1. A company plans to build a new fairground ride. The ride will consist of a capsule that will hold the passengers and the capsule will be attached to a tall tower. The capsule is to be released from rest from a point half way up the tower and then made to oscillate in a vertical line.

The vertical displacement, \(x\) metres, of the top of the capsule below its initial position at time \(t\) seconds is modelled by the differential equation, $$m \frac { \mathrm {~d} ^ { 2 } x } { \mathrm {~d} t ^ { 2 } } + 4 \frac { \mathrm {~d} x } { \mathrm {~d} t } + x = 200 \cos t , \quad t \geqslant 0$$ where \(m\) is the mass of the capsule including its passengers, in thousands of kilograms.

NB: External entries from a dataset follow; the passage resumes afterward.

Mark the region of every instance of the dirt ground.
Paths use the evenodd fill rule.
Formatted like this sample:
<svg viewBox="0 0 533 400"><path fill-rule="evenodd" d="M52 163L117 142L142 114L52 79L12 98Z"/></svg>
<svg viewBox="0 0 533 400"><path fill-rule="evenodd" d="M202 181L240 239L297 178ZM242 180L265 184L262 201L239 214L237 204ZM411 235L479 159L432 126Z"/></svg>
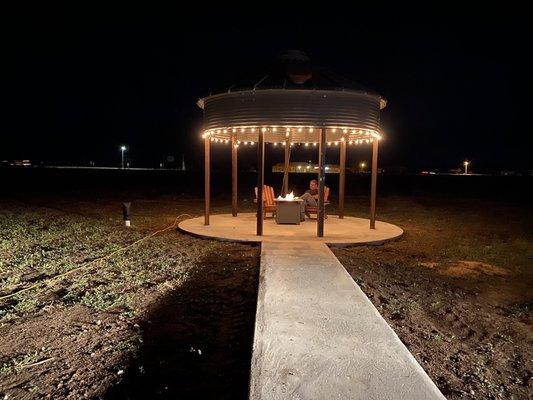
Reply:
<svg viewBox="0 0 533 400"><path fill-rule="evenodd" d="M531 216L482 204L384 196L404 237L334 252L447 398L527 399ZM201 208L138 198L126 229L119 197L0 200L0 298L37 285L0 300L0 398L245 399L259 248L172 228L121 250Z"/></svg>
<svg viewBox="0 0 533 400"><path fill-rule="evenodd" d="M0 303L0 398L245 399L257 247L172 228L49 282L183 211L138 201L126 229L119 206L1 203L0 297L43 284Z"/></svg>
<svg viewBox="0 0 533 400"><path fill-rule="evenodd" d="M448 399L531 398L531 217L488 201L392 204L384 219L404 237L333 249L341 263Z"/></svg>

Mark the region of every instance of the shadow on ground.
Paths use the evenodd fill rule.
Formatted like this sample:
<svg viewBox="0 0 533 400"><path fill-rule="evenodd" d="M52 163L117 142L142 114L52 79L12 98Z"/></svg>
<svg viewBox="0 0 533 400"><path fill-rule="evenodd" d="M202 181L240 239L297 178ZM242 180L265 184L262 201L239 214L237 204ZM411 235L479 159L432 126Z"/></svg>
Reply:
<svg viewBox="0 0 533 400"><path fill-rule="evenodd" d="M246 399L259 258L213 254L140 322L143 346L104 399Z"/></svg>

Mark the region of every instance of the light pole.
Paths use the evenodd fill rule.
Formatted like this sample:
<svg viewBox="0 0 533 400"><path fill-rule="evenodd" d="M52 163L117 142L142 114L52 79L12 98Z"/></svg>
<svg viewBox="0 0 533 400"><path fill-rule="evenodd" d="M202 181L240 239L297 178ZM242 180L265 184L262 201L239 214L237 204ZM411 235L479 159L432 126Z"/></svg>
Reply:
<svg viewBox="0 0 533 400"><path fill-rule="evenodd" d="M470 164L470 161L463 162L463 165L465 166L465 175L468 175L468 164Z"/></svg>
<svg viewBox="0 0 533 400"><path fill-rule="evenodd" d="M124 152L126 151L126 146L120 146L120 152L122 153L122 169L124 169Z"/></svg>
<svg viewBox="0 0 533 400"><path fill-rule="evenodd" d="M365 172L366 162L361 161L361 163L359 164L359 167L361 168L361 172Z"/></svg>

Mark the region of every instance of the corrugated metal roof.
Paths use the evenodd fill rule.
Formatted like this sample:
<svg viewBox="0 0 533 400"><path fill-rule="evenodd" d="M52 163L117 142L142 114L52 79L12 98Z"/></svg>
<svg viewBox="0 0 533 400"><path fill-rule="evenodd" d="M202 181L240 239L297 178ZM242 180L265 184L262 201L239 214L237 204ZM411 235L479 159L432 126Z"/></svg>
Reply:
<svg viewBox="0 0 533 400"><path fill-rule="evenodd" d="M331 141L379 139L379 111L385 104L378 93L315 68L299 51L283 53L260 79L198 101L205 135L212 140L254 141L261 129L271 142L288 136L315 142L314 127L326 129Z"/></svg>

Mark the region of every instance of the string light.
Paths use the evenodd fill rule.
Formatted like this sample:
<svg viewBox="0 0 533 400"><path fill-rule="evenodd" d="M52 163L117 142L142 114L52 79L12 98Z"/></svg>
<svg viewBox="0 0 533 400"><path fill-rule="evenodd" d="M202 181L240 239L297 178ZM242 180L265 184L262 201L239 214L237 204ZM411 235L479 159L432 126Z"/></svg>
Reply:
<svg viewBox="0 0 533 400"><path fill-rule="evenodd" d="M231 132L236 134L237 132L246 133L246 132L279 132L279 129L283 131L285 129L285 137L286 139L281 142L271 142L271 144L274 147L277 147L278 144L281 144L283 146L289 145L289 146L305 146L306 148L314 146L317 147L319 145L318 142L292 142L291 139L291 133L294 131L297 132L314 132L314 128L311 126L256 126L256 127L221 127L220 129L211 129L211 130L205 130L201 133L202 139L209 139L211 142L214 143L230 143L237 144L238 147L239 144L241 144L240 140L237 140L236 142L233 142L235 139L237 139L236 136L231 135ZM335 128L326 128L329 132L332 133L340 133L340 137L337 138L337 140L331 140L327 142L328 146L338 146L339 143L347 143L350 145L359 145L364 143L374 143L374 141L379 141L382 139L381 134L373 129L353 129L348 127L335 127ZM222 137L221 137L222 136ZM228 140L228 138L230 138ZM243 141L244 145L251 145L253 146L255 144L255 141Z"/></svg>

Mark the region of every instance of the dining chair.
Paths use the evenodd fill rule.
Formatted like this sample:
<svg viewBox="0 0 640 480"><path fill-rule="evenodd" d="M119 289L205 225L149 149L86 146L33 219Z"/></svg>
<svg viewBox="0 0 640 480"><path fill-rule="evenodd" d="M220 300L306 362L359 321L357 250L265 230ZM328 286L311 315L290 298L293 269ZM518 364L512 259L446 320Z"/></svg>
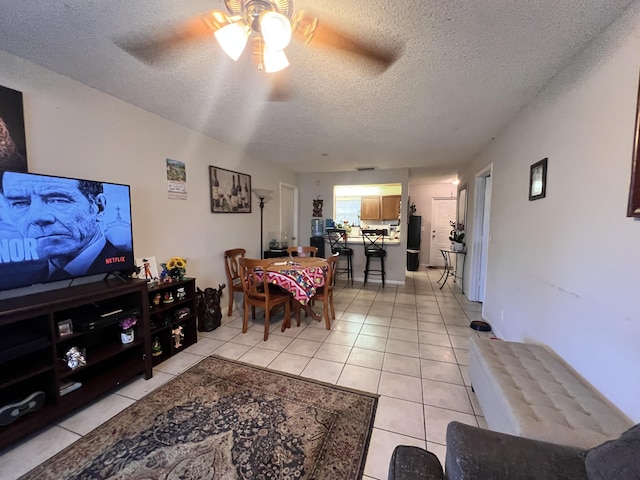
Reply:
<svg viewBox="0 0 640 480"><path fill-rule="evenodd" d="M370 274L376 274L382 277L382 288L384 288L384 258L387 256L387 251L384 249L384 237L387 235L387 230L371 229L361 230L361 232L362 244L364 245L364 255L367 258L367 262L364 267L364 285L367 284L367 279ZM369 266L369 261L372 258L380 259L379 269L373 269Z"/></svg>
<svg viewBox="0 0 640 480"><path fill-rule="evenodd" d="M267 268L269 260L258 260L240 257L240 280L244 291L244 319L242 321L242 333L247 333L249 327L249 306L251 316L256 318L256 307L264 309L264 340L269 338L269 319L271 310L278 305L284 305L283 325L290 321L291 295L287 292L276 292L269 288Z"/></svg>
<svg viewBox="0 0 640 480"><path fill-rule="evenodd" d="M289 247L287 253L289 255L297 253L299 257L315 257L318 255L318 247Z"/></svg>
<svg viewBox="0 0 640 480"><path fill-rule="evenodd" d="M243 292L240 281L240 266L238 259L244 257L247 251L244 248L232 248L224 251L224 266L227 270L227 281L229 282L229 310L227 316L233 313L233 300L236 292Z"/></svg>
<svg viewBox="0 0 640 480"><path fill-rule="evenodd" d="M333 306L333 286L335 285L336 268L338 266L339 253L334 253L327 258L327 276L324 285L316 288L316 294L311 297L312 300L321 301L324 306L324 323L327 330L331 330L331 320L336 319L336 310ZM331 317L329 317L329 307L331 307ZM298 321L300 316L298 315Z"/></svg>
<svg viewBox="0 0 640 480"><path fill-rule="evenodd" d="M347 282L351 280L351 285L353 285L353 249L347 246L347 231L342 228L327 228L327 237L329 238L331 253L339 253L339 259L345 258L347 261L346 267L338 266L336 268L336 276L346 273Z"/></svg>

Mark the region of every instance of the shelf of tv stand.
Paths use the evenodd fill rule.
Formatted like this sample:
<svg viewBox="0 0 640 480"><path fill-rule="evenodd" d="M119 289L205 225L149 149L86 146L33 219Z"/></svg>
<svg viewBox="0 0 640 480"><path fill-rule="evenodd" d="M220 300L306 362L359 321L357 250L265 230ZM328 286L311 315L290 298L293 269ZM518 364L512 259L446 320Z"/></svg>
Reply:
<svg viewBox="0 0 640 480"><path fill-rule="evenodd" d="M9 380L3 380L0 382L0 390L10 387L11 385L24 382L33 377L37 377L43 373L53 371L54 367L51 363L40 362L39 364L23 367L19 370L14 370L13 375ZM4 375L3 375L4 378Z"/></svg>
<svg viewBox="0 0 640 480"><path fill-rule="evenodd" d="M83 372L85 370L91 369L95 365L100 365L102 362L107 360L110 357L115 357L120 355L125 350L130 350L140 344L142 344L144 339L136 338L133 342L127 343L123 345L122 343L117 344L115 342L108 343L106 345L102 345L100 347L94 347L91 352L91 356L87 358L87 364L84 367L78 367L77 369L70 369L65 363L64 360L60 360L58 364L58 378L63 379L67 377L71 377L79 372Z"/></svg>
<svg viewBox="0 0 640 480"><path fill-rule="evenodd" d="M12 423L0 426L0 449L97 399L118 385L142 374L152 376L147 284L137 279L107 279L60 290L0 300L0 331L26 330L47 338L49 345L37 351L20 351L16 358L0 362L0 408L45 392L45 403ZM137 322L130 344L120 342L117 319L102 328L79 331L76 321L87 312L134 309ZM72 320L74 333L60 336L58 322ZM84 325L84 323L83 323ZM86 349L87 365L71 370L66 351ZM12 347L15 348L15 347ZM13 353L13 352L12 352ZM7 356L6 356L7 357ZM66 382L81 382L77 390L60 395Z"/></svg>
<svg viewBox="0 0 640 480"><path fill-rule="evenodd" d="M176 298L176 291L178 288L184 288L185 298L178 300ZM164 303L162 298L166 292L171 292L174 298L173 302ZM160 304L154 305L153 298L157 295L161 295ZM152 356L152 364L158 365L165 360L171 358L176 353L183 351L185 348L190 347L198 341L198 321L196 317L196 279L185 278L176 282L159 283L149 289L149 318L150 322L162 323L151 327L150 340L154 342L156 338L160 341L162 346L162 354L158 356ZM189 314L183 318L175 318L173 313L181 308L189 307ZM170 319L166 320L165 317L169 316ZM173 342L172 330L178 325L183 325L184 340L182 346L176 348Z"/></svg>

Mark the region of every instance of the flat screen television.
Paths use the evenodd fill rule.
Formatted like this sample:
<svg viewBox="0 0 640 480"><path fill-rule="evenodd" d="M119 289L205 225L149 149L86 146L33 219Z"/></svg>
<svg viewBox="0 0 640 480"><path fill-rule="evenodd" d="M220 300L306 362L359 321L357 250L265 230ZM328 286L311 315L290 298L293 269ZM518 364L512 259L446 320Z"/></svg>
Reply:
<svg viewBox="0 0 640 480"><path fill-rule="evenodd" d="M0 173L0 290L133 268L129 185Z"/></svg>

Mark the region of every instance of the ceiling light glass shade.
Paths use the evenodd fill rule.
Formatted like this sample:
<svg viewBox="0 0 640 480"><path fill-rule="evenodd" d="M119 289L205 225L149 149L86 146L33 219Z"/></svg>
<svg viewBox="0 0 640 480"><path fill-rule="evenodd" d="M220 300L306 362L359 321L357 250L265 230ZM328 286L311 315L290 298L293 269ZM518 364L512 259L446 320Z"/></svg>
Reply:
<svg viewBox="0 0 640 480"><path fill-rule="evenodd" d="M264 71L267 73L275 73L284 70L289 66L289 59L282 50L271 50L266 45L262 54L264 63Z"/></svg>
<svg viewBox="0 0 640 480"><path fill-rule="evenodd" d="M271 50L283 50L291 41L291 23L281 13L264 12L260 15L260 33Z"/></svg>
<svg viewBox="0 0 640 480"><path fill-rule="evenodd" d="M240 55L242 55L244 47L247 46L249 33L246 25L242 23L230 23L220 30L216 30L214 35L222 47L222 50L224 50L224 53L229 55L234 61L237 61Z"/></svg>

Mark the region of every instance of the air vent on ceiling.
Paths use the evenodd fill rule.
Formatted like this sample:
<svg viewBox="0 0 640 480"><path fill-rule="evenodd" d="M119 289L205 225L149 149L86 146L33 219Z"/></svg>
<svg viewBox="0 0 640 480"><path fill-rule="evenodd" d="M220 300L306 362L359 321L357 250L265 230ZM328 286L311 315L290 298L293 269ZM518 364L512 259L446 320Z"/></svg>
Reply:
<svg viewBox="0 0 640 480"><path fill-rule="evenodd" d="M375 170L375 169L376 169L376 167L358 167L358 168L356 168L356 170L359 171L359 172L366 172L366 171Z"/></svg>

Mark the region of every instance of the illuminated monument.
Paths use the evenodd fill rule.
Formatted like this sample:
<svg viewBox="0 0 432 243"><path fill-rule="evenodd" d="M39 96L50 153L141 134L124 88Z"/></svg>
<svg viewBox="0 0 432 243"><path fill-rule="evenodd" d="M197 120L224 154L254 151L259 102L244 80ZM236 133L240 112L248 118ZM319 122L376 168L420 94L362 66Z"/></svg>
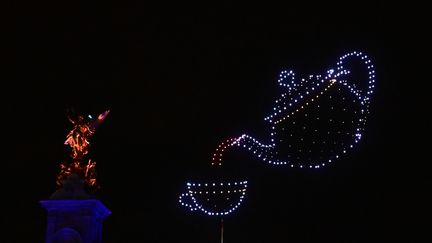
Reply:
<svg viewBox="0 0 432 243"><path fill-rule="evenodd" d="M72 148L72 161L60 164L58 190L50 200L40 202L48 212L46 243L102 242L102 222L111 212L91 193L99 187L96 162L91 159L85 162L85 156L90 137L108 113L105 111L97 118L69 116L73 129L67 135L65 145Z"/></svg>
<svg viewBox="0 0 432 243"><path fill-rule="evenodd" d="M283 93L264 118L268 136L242 134L220 143L212 155L212 166L221 167L227 152L244 150L272 166L319 169L360 142L375 88L374 66L367 55L347 53L323 74L300 80L293 71L282 71L278 84ZM189 181L179 203L191 211L222 219L244 201L247 183ZM221 236L223 242L223 228Z"/></svg>

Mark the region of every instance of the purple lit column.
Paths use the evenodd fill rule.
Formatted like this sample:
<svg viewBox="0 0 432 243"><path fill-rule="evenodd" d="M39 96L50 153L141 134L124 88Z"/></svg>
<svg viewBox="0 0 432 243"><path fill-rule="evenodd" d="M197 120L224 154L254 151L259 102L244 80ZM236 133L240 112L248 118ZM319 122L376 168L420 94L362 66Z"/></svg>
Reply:
<svg viewBox="0 0 432 243"><path fill-rule="evenodd" d="M111 212L99 200L46 200L46 243L101 243L102 223Z"/></svg>

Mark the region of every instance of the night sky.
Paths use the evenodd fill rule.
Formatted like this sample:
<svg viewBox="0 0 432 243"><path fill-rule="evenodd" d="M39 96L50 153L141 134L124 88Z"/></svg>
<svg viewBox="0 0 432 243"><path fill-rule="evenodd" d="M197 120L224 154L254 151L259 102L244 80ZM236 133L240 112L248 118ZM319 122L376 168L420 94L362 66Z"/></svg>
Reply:
<svg viewBox="0 0 432 243"><path fill-rule="evenodd" d="M218 242L218 218L178 204L185 183L209 175L219 142L264 129L281 70L323 73L354 50L366 52L377 72L359 146L320 170L271 167L246 153L229 157L231 171L218 176L247 179L250 188L225 217L225 242L415 236L408 225L430 210L414 193L432 180L410 168L425 160L418 153L425 144L417 144L430 122L417 115L422 96L402 73L422 39L404 6L143 2L15 6L15 75L2 88L4 142L12 148L2 159L8 199L1 242L44 241L39 201L56 190L59 163L68 159L69 108L111 110L90 152L97 196L112 211L104 242ZM412 177L419 179L414 187Z"/></svg>

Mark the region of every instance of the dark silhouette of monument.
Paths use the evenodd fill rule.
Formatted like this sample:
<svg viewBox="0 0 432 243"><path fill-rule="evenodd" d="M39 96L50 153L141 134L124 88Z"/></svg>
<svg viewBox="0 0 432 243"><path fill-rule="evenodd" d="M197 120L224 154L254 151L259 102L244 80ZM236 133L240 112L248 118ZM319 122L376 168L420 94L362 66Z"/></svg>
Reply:
<svg viewBox="0 0 432 243"><path fill-rule="evenodd" d="M72 148L72 162L61 163L57 177L58 189L49 200L41 201L48 212L46 243L101 243L102 223L111 212L91 191L96 183L96 162L84 162L90 146L89 138L109 111L97 118L77 116L65 144Z"/></svg>

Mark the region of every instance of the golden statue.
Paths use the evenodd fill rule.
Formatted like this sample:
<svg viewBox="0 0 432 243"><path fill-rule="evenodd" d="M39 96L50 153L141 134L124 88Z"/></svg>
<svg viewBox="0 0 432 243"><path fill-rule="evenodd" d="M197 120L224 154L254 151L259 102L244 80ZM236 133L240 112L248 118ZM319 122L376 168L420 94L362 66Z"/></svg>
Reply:
<svg viewBox="0 0 432 243"><path fill-rule="evenodd" d="M86 164L83 164L84 156L88 153L90 137L95 133L98 125L105 120L110 111L107 110L100 114L97 118L92 118L90 115L86 118L78 115L75 118L68 116L73 128L66 136L65 145L72 148L71 157L72 163L63 162L60 164L60 173L57 176L57 185L62 186L63 181L71 174L77 174L84 182L92 187L97 188L96 181L96 162L91 159Z"/></svg>

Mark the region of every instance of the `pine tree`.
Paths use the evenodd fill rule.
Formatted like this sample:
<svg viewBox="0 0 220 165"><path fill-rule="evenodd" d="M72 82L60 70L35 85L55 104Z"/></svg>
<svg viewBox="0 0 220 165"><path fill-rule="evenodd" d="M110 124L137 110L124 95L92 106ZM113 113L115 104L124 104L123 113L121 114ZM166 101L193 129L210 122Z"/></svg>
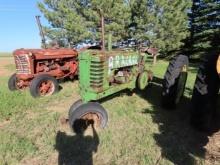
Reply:
<svg viewBox="0 0 220 165"><path fill-rule="evenodd" d="M190 0L134 0L130 34L162 52L177 50L188 35Z"/></svg>
<svg viewBox="0 0 220 165"><path fill-rule="evenodd" d="M101 38L100 22L113 41L135 39L149 42L163 52L183 44L188 36L190 0L44 0L39 8L53 30L50 37L69 42ZM51 32L52 31L52 32ZM59 35L58 35L59 34ZM107 38L107 35L106 35Z"/></svg>
<svg viewBox="0 0 220 165"><path fill-rule="evenodd" d="M193 0L191 22L191 50L194 58L220 51L220 1Z"/></svg>
<svg viewBox="0 0 220 165"><path fill-rule="evenodd" d="M77 14L72 3L70 0L44 0L44 3L38 3L40 11L51 24L51 27L45 27L50 39L76 44L91 37L85 20Z"/></svg>
<svg viewBox="0 0 220 165"><path fill-rule="evenodd" d="M53 28L77 43L100 39L101 17L104 17L105 32L113 35L114 41L125 37L130 16L127 4L123 0L44 0L38 7Z"/></svg>

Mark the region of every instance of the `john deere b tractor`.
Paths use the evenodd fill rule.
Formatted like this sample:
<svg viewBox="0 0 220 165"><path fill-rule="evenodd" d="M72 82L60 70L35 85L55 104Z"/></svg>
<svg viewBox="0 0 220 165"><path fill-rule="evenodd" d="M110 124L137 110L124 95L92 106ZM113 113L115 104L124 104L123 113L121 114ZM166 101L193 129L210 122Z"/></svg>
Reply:
<svg viewBox="0 0 220 165"><path fill-rule="evenodd" d="M145 89L152 80L147 69L146 54L135 51L87 50L79 55L79 87L81 100L69 110L69 123L75 132L80 120L94 121L104 128L106 110L98 103L102 98L122 91Z"/></svg>

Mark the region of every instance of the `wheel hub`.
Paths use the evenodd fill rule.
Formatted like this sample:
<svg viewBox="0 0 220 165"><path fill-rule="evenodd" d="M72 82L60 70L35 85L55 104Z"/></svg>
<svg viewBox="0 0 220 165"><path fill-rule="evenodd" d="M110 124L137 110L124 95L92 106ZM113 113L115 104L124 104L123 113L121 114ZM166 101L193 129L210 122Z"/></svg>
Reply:
<svg viewBox="0 0 220 165"><path fill-rule="evenodd" d="M53 93L55 87L52 81L44 81L39 86L41 96L49 96Z"/></svg>
<svg viewBox="0 0 220 165"><path fill-rule="evenodd" d="M97 113L90 112L90 113L83 115L81 118L85 120L88 125L91 123L94 123L95 127L100 127L101 125L101 117Z"/></svg>
<svg viewBox="0 0 220 165"><path fill-rule="evenodd" d="M24 90L27 86L27 82L25 82L24 80L16 80L17 89Z"/></svg>

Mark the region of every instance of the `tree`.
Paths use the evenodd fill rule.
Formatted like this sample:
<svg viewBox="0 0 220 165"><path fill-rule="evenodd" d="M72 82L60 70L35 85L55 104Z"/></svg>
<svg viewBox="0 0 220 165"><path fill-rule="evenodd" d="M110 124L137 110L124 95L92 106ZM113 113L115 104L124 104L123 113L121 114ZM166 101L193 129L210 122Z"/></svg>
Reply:
<svg viewBox="0 0 220 165"><path fill-rule="evenodd" d="M133 0L130 34L167 53L179 49L189 35L190 0Z"/></svg>
<svg viewBox="0 0 220 165"><path fill-rule="evenodd" d="M44 0L38 7L52 27L62 29L73 43L99 39L102 17L106 33L112 34L114 41L126 36L130 12L123 0Z"/></svg>
<svg viewBox="0 0 220 165"><path fill-rule="evenodd" d="M51 27L45 27L50 39L76 44L91 37L85 20L77 14L70 0L44 0L38 7L51 24Z"/></svg>
<svg viewBox="0 0 220 165"><path fill-rule="evenodd" d="M69 42L101 38L100 22L114 41L135 39L167 53L188 33L190 0L44 0L39 8ZM59 32L59 33L58 33ZM53 36L49 34L48 36ZM107 36L106 36L107 38ZM106 40L105 38L105 40Z"/></svg>
<svg viewBox="0 0 220 165"><path fill-rule="evenodd" d="M220 0L193 0L190 25L194 58L220 51Z"/></svg>

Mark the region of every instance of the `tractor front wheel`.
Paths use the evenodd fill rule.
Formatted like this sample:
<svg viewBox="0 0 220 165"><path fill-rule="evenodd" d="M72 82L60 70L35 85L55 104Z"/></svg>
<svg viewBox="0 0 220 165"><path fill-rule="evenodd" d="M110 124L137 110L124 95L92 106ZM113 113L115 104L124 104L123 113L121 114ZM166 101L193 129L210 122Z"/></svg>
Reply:
<svg viewBox="0 0 220 165"><path fill-rule="evenodd" d="M35 77L30 85L30 93L33 97L50 96L58 92L59 84L57 80L49 75L39 75Z"/></svg>
<svg viewBox="0 0 220 165"><path fill-rule="evenodd" d="M18 89L17 87L17 78L16 78L16 73L14 73L13 75L11 75L11 77L8 80L8 89L10 91L15 91Z"/></svg>
<svg viewBox="0 0 220 165"><path fill-rule="evenodd" d="M70 107L70 110L69 110L69 117L73 113L73 111L75 111L76 108L78 108L82 104L83 104L83 101L81 99L79 99L75 103L73 103L73 105Z"/></svg>
<svg viewBox="0 0 220 165"><path fill-rule="evenodd" d="M74 103L69 110L69 124L75 133L83 133L90 124L96 128L106 127L108 114L99 103L78 103Z"/></svg>

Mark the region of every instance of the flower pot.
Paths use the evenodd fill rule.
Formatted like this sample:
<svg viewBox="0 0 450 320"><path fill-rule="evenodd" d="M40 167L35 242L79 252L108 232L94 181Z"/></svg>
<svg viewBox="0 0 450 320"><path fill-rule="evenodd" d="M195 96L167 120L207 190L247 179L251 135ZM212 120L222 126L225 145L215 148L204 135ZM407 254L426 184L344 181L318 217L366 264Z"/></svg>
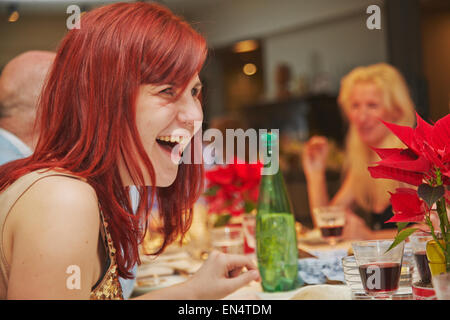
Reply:
<svg viewBox="0 0 450 320"><path fill-rule="evenodd" d="M436 292L431 283L415 282L412 284L414 300L436 300Z"/></svg>
<svg viewBox="0 0 450 320"><path fill-rule="evenodd" d="M442 246L445 245L444 240L439 240L439 242ZM434 240L427 242L427 258L432 276L446 272L444 253Z"/></svg>

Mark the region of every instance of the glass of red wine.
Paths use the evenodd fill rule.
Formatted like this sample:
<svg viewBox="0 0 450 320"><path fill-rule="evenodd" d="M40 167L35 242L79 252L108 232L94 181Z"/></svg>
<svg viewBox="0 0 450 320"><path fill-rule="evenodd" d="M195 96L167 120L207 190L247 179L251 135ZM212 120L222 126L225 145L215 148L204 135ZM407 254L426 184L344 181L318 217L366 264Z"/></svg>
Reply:
<svg viewBox="0 0 450 320"><path fill-rule="evenodd" d="M313 210L313 215L322 238L330 245L336 245L344 231L345 208L340 206L318 207Z"/></svg>
<svg viewBox="0 0 450 320"><path fill-rule="evenodd" d="M399 286L405 243L401 242L388 251L392 242L368 240L352 243L364 290L376 299L392 299Z"/></svg>
<svg viewBox="0 0 450 320"><path fill-rule="evenodd" d="M431 272L428 266L426 249L427 242L433 240L433 236L428 232L419 232L411 235L410 239L420 280L422 284L431 284Z"/></svg>
<svg viewBox="0 0 450 320"><path fill-rule="evenodd" d="M412 291L416 300L434 300L436 292L432 284L432 276L427 258L427 242L433 240L429 232L415 232L409 239L414 254L415 270Z"/></svg>

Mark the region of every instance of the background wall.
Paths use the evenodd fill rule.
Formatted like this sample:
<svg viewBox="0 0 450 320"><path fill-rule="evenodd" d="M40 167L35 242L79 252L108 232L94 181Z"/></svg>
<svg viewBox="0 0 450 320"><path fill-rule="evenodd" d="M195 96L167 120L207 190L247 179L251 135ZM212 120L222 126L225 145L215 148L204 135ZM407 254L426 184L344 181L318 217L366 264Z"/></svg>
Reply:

The maximum permissible weight for the capsule, including its passengers, is 30000 N .
Taking the value of \(g\) to be \(10 \mathrm {~ms} ^ { - 2 }\) and assuming the capsule is at its maximum permissible weight,

1. 1. explain why the value of \(m\) is 3
   2. show that a particular solution to the differential equation is $$x = 40 \sin t - 20 \cos t$$
   3. hence find the general solution of the differential equation.
2. Using the model, find, to the nearest metre, the vertical distance of the top of the capsule from its initial position, 9 seconds after it is released.